記者会見する「硫黄島帰島促進協議会」理事の土屋時子さん(中央)ら=19日午後、東京都千代田区 太平洋戦争の激戦地だった東京・小笠原諸島の硫黄島の元島民らで構成する「硫黄島帰島促進協議会」は19日、段階的な帰島を求める要望書を国土交通省に提出した。提出後、同協議会は記者会見し、「故郷に80年以上帰れないのは異常だ」と訴えた。
硫黄島では太平洋戦争末期の1945年、日米で激しい戦闘が繰り広げられ、その前年に北硫黄島を含む島民計約1200人が本土へ強制疎開させられた。同島は米軍占領下を経て68年に返還されたが、国は84年、活発な火山活動などを理由に「一般住民の定住は困難」と表明。現在は自衛隊の基地が置かれている。
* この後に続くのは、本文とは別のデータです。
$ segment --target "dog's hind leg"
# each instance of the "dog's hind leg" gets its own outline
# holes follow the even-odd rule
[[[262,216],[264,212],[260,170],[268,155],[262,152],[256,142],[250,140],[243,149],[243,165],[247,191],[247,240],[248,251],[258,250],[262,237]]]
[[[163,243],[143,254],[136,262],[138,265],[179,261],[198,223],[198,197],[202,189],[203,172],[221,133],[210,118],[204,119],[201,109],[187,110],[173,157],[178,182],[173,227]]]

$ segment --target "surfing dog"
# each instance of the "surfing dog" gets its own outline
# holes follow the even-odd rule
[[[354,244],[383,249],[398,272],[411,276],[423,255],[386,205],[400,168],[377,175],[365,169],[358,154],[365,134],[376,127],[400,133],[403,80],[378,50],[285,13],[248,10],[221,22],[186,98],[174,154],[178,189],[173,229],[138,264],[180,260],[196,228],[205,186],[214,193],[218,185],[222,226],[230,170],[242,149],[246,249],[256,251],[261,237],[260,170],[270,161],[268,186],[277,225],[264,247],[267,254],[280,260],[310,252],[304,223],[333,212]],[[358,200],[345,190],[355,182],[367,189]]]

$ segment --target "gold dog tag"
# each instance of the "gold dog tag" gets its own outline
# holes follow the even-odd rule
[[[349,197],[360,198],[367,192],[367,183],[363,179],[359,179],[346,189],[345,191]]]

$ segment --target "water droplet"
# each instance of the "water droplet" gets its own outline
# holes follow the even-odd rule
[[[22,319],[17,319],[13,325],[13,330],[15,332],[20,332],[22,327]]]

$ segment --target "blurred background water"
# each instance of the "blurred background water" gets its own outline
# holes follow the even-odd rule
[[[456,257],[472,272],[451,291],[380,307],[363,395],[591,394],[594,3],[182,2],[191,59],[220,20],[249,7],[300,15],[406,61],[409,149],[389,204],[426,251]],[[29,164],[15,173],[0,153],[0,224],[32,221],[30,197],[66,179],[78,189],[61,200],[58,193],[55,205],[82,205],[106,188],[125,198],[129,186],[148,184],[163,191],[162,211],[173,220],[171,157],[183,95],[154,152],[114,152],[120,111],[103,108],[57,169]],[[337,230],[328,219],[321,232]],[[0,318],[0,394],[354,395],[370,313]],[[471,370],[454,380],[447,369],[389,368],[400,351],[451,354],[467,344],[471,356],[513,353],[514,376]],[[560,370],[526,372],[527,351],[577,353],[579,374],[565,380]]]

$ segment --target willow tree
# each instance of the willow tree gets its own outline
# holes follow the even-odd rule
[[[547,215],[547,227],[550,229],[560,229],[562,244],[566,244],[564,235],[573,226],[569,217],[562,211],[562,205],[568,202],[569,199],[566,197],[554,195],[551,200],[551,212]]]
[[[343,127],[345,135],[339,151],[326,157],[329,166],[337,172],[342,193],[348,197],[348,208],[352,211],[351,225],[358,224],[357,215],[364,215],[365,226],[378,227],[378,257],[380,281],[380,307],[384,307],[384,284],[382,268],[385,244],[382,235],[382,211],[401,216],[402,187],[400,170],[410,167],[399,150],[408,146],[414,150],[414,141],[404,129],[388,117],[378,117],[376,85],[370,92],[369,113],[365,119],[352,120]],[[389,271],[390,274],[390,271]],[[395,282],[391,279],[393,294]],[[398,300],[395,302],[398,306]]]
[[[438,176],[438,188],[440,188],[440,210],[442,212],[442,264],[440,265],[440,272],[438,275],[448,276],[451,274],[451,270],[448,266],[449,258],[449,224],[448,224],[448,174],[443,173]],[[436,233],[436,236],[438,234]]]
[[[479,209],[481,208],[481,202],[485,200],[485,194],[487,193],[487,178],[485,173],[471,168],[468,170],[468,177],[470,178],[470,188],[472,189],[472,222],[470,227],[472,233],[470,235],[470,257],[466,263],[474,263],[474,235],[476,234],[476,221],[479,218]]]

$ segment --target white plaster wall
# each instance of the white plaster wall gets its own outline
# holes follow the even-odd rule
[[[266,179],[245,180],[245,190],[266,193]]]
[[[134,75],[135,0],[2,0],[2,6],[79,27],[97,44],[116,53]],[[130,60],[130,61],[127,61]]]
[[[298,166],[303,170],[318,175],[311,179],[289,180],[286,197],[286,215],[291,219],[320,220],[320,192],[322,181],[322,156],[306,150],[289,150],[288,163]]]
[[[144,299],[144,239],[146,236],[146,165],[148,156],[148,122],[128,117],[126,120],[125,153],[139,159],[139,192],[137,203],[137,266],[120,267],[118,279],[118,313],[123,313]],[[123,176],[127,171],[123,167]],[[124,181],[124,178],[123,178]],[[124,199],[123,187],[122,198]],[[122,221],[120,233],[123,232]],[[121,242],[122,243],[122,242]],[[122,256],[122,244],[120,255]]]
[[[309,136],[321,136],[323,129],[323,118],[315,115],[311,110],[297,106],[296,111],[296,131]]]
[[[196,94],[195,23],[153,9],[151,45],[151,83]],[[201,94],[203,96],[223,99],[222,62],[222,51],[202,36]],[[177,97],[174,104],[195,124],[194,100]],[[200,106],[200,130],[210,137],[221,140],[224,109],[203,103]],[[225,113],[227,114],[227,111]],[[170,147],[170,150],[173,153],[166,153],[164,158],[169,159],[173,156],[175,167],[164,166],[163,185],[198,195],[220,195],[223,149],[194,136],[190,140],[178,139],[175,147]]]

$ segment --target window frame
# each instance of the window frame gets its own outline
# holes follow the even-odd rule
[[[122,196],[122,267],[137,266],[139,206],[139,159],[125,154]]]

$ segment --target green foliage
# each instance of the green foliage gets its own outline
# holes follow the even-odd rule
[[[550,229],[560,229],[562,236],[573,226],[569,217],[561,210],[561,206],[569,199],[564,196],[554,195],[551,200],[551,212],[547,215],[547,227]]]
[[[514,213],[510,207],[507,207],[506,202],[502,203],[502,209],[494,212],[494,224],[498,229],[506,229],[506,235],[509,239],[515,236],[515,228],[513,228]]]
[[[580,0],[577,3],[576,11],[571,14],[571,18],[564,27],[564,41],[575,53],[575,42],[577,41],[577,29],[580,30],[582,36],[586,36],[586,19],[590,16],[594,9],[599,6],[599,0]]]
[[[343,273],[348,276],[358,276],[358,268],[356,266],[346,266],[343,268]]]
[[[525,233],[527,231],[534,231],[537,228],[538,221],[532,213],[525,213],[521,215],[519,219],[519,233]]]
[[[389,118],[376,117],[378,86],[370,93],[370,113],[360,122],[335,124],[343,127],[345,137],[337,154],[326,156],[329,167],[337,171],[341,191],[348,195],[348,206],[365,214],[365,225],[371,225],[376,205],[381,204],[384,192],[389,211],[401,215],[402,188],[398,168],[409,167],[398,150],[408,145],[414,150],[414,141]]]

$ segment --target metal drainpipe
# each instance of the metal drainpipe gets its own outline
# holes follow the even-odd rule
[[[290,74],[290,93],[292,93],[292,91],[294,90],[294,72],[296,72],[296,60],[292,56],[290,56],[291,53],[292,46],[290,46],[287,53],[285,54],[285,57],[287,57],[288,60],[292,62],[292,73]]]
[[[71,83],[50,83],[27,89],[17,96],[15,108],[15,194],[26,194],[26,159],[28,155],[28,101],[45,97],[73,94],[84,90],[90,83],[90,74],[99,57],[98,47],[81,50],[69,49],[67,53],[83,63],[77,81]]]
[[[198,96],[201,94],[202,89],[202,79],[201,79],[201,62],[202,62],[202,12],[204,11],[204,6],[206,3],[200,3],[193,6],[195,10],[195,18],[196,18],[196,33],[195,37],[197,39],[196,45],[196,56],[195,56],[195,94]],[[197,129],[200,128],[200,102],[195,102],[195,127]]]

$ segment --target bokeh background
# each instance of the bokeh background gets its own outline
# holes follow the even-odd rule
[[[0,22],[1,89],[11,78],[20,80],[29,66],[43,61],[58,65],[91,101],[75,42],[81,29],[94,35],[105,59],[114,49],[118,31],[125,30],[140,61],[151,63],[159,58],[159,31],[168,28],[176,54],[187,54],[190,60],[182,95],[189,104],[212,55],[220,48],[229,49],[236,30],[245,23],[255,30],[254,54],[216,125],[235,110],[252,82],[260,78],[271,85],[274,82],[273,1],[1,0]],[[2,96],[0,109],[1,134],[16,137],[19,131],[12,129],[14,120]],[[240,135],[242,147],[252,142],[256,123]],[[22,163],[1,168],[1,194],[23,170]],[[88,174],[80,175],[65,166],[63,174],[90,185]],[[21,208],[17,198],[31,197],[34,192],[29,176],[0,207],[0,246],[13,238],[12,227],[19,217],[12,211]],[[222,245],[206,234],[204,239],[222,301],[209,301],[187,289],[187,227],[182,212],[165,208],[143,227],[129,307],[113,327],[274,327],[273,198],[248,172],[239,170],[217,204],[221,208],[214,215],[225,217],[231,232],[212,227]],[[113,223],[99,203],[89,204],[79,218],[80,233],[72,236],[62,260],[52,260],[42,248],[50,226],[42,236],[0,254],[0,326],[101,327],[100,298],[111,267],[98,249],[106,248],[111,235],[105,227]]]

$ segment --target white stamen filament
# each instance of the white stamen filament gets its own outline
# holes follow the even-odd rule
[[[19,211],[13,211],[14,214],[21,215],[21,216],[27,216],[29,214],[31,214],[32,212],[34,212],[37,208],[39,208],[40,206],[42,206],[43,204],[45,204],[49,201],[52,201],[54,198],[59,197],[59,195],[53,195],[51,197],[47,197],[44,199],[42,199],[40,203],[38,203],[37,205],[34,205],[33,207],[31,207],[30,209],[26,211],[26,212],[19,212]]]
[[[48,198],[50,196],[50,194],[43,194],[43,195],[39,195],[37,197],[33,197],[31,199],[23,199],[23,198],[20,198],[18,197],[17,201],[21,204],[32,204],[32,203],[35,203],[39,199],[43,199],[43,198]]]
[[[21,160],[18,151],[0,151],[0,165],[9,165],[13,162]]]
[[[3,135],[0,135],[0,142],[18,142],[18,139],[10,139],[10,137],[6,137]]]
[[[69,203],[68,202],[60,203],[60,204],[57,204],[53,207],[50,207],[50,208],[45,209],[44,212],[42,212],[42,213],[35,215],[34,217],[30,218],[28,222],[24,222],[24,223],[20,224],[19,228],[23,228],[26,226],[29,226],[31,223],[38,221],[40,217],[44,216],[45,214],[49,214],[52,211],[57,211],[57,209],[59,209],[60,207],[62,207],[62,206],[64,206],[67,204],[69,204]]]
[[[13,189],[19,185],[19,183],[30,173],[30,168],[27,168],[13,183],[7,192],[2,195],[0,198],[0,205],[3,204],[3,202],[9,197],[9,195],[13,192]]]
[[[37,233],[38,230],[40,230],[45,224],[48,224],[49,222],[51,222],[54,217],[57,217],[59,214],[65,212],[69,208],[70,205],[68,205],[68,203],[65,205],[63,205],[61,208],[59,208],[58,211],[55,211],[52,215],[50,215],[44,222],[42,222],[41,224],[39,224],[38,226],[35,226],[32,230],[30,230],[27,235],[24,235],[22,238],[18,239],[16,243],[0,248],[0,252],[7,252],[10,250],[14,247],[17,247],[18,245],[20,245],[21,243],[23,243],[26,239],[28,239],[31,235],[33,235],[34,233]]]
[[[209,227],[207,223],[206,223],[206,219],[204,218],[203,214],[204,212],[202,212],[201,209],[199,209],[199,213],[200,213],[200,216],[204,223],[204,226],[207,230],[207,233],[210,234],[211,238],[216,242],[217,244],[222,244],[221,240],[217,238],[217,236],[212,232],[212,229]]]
要望書は「80年以上もの長い間にわたり強制疎開が解かれていない」と指摘。島内には自衛隊員や基地整備に当たる民間人が住んでいる点を挙げ、元島民向けの宿泊施設建設など「可能な部分から着実な帰島、居住再開への方策を進めてほしい」と求めた。
同協議会理事で元島民の土屋時子さん(82)は「まずは5世帯でも10世帯でも、国は島民が居住できるよう一歩を踏み出してほしい」と訴えた。